When they were settled into bed, tangled up in each other like two young lovers, Kris nuzzled his face against Adam’s hairy chest. He was fully prepared to fall asleep when Adam asked, “Do you know how much this family loves you, Kris? I mean, do you really know?”
Kris started to pull away, unable to look at Adam. “Apparently, I don’t if I have to go play hero to someone else,” he said, suddenly upset all over again.

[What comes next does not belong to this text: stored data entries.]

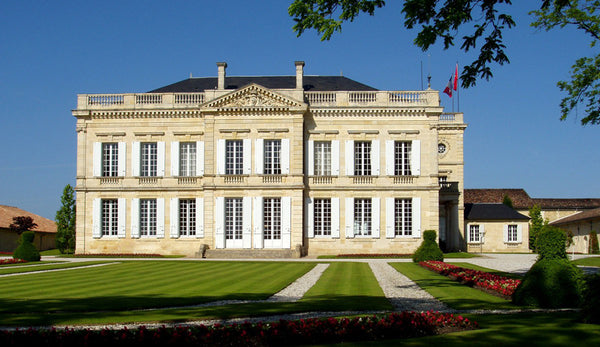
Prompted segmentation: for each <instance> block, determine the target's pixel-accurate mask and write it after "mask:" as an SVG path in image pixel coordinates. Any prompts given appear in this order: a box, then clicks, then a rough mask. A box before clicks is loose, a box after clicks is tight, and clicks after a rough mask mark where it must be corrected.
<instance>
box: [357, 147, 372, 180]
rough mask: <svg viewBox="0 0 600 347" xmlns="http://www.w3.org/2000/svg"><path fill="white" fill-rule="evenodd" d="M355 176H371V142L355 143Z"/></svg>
mask: <svg viewBox="0 0 600 347" xmlns="http://www.w3.org/2000/svg"><path fill="white" fill-rule="evenodd" d="M354 176H371V142H370V141H354Z"/></svg>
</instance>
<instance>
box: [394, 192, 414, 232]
mask: <svg viewBox="0 0 600 347" xmlns="http://www.w3.org/2000/svg"><path fill="white" fill-rule="evenodd" d="M394 235H396V236H411V235H412V199H394Z"/></svg>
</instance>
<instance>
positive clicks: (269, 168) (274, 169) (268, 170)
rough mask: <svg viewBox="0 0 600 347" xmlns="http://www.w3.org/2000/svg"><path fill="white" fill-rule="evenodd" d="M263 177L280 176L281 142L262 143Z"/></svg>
mask: <svg viewBox="0 0 600 347" xmlns="http://www.w3.org/2000/svg"><path fill="white" fill-rule="evenodd" d="M263 173H264V174H265V175H281V140H265V141H264V170H263Z"/></svg>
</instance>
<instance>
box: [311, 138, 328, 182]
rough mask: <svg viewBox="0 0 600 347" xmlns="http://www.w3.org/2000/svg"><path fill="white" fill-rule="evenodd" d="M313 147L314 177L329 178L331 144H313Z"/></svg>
mask: <svg viewBox="0 0 600 347" xmlns="http://www.w3.org/2000/svg"><path fill="white" fill-rule="evenodd" d="M314 146H315V147H314V151H315V154H314V156H315V161H314V175H315V176H331V142H330V141H320V142H315V144H314Z"/></svg>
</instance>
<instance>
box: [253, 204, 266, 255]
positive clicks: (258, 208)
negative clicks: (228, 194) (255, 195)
mask: <svg viewBox="0 0 600 347" xmlns="http://www.w3.org/2000/svg"><path fill="white" fill-rule="evenodd" d="M263 223H264V222H263V197H262V196H256V197H254V248H263V247H264V237H263V227H264V224H263Z"/></svg>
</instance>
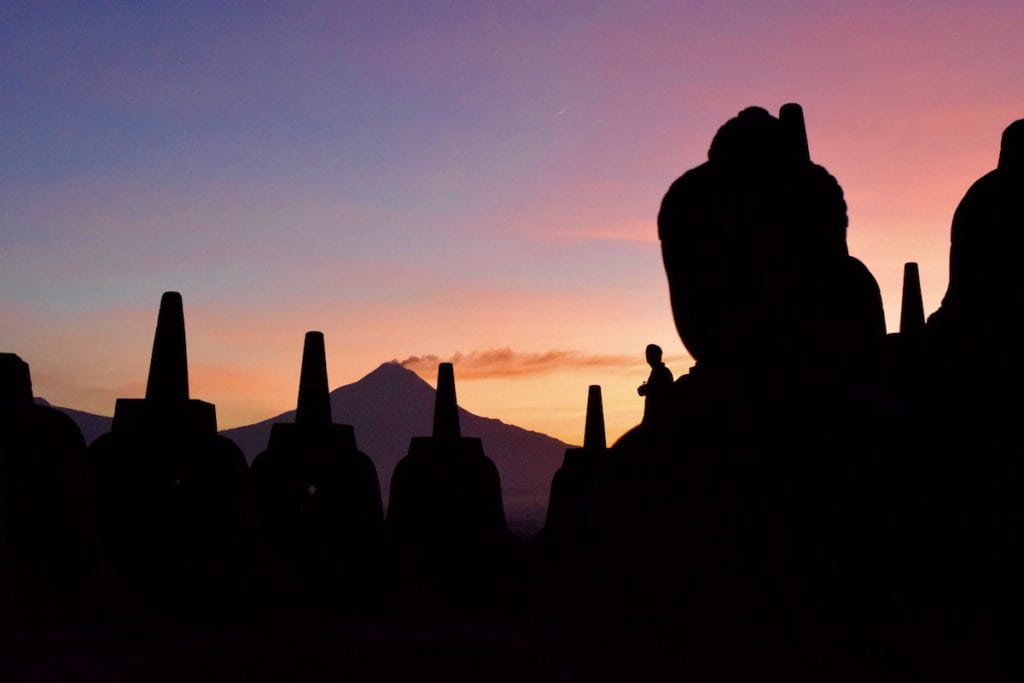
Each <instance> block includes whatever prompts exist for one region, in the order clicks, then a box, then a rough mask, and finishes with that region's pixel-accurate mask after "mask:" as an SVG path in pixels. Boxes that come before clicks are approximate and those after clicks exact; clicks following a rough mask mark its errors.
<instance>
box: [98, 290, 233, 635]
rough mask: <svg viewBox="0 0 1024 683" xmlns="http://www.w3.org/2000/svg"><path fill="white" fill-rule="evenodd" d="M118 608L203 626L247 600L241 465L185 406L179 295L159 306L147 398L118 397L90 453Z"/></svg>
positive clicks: (201, 417) (230, 446)
mask: <svg viewBox="0 0 1024 683" xmlns="http://www.w3.org/2000/svg"><path fill="white" fill-rule="evenodd" d="M89 457H90V460H91V464H92V468H93V471H94V476H95V481H96V493H97V497H96V498H97V507H98V513H99V514H98V523H99V530H100V533H101V539H102V542H103V548H104V550H105V553H106V556H108V559H109V561H110V563H111V565H112V569H113V571H114V572H115V582H116V585H117V587H118V588H119V589H120V592H119V596H120V600H119V602H120V604H119V605H118V607H119V608H122V609H131V610H136V609H142V610H144V611H153V612H156V613H158V614H161V615H165V616H174V617H184V618H205V617H207V616H220V615H222V614H225V613H227V612H228V611H229V610H231V609H234V608H236V607H238V605H239V601H240V600H241V595H240V589H241V587H242V586H243V583H244V581H243V579H244V577H245V568H246V564H247V562H248V553H249V545H250V543H251V540H252V539H251V537H252V533H251V525H250V522H249V512H248V510H249V502H248V496H249V492H248V480H249V479H248V474H249V471H248V467H247V465H246V460H245V456H244V455H243V454H242V452H241V451H240V450H239V447H238V446H237V445H236V444H234V443H233V442H232V441H231V440H230V439H228V438H226V437H223V436H220V435H219V434H217V419H216V413H215V408H214V405H213V404H211V403H207V402H205V401H202V400H197V399H194V398H189V396H188V365H187V357H186V352H185V329H184V314H183V311H182V304H181V295H180V294H178V293H177V292H167V293H165V294H164V296H163V298H162V299H161V302H160V313H159V316H158V319H157V333H156V337H155V339H154V344H153V356H152V360H151V365H150V377H148V382H147V384H146V390H145V398H132V399H128V398H119V399H118V401H117V404H116V407H115V411H114V422H113V425H112V428H111V431H110V432H109V433H106V434H104V435H102V436H100V437H99V438H97V439H96V440H95V441H94V442H93V443H92V445H90V446H89Z"/></svg>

“That’s not what I meant,” Adam was quick to reply as he hauled Kris back into their embrace. “You are a hero, Kris. To the kids and to me, and I want you to think about that before you put yourself on the line. We love you and can’t live without you, and I think you know that.”
Kris sniffed and nodded. “You’re the most important people in my life,” he said as his voice started to crack. “I don’t want to let you guys down.”
“Just don’t take us for granted. That’s all I’m asking,” Adam replied with a brush of a kiss against Kris’s cheek.
Shaking his head, “Never again,” Kris said tightly. “Never, ever, again,” he added forcefully before Adam was cupping his face. “I love you,” Kris croaked as he went for another kiss.
“Daddy?”
Kris and Adam both stalled and looked toward Kristine’s voice calling from down the hall.
“I’m on it,” Adam said before he pressed a quick kiss to Kris’s mouth and slipped out of the bed.
“She wants me, though.”
Adam frowned. “You need your rest. Papa can handle this.”
Kris sighed and deflated into the sheets, which he looked to swimming in when he was in their large bed by himself.
“You know you’re their hero, too, right?” Kris asked as Adam pulled on a t-shirt. He saw Adam shake his head and guessed that he was rolling his eyes. “I’m serious,” Kris said. “I’m Super Stupid Dad. You’re Super Mad Talented Dad with a matching cape.”
Adam laughed quietly. “Kris, if you get me a cape—“
“So getting you a cape,” Kris interrupted as he made himself comfortable. “With your name in sparkles,” he added in a rumble as he stretched a cramp out of his leg.
Adam glanced back at him from the doorway. “And I’m so mauling you for it when you’re strong enough,” he whispered before Kristine called, again. “I’m coming, baby,” Adam said as he slipped away, down the hall.
Though he was trying to wait up for Adam to return, Kris passed out within minutes with a prayer on his lips, thanking God for giving him such a wonderful man to love.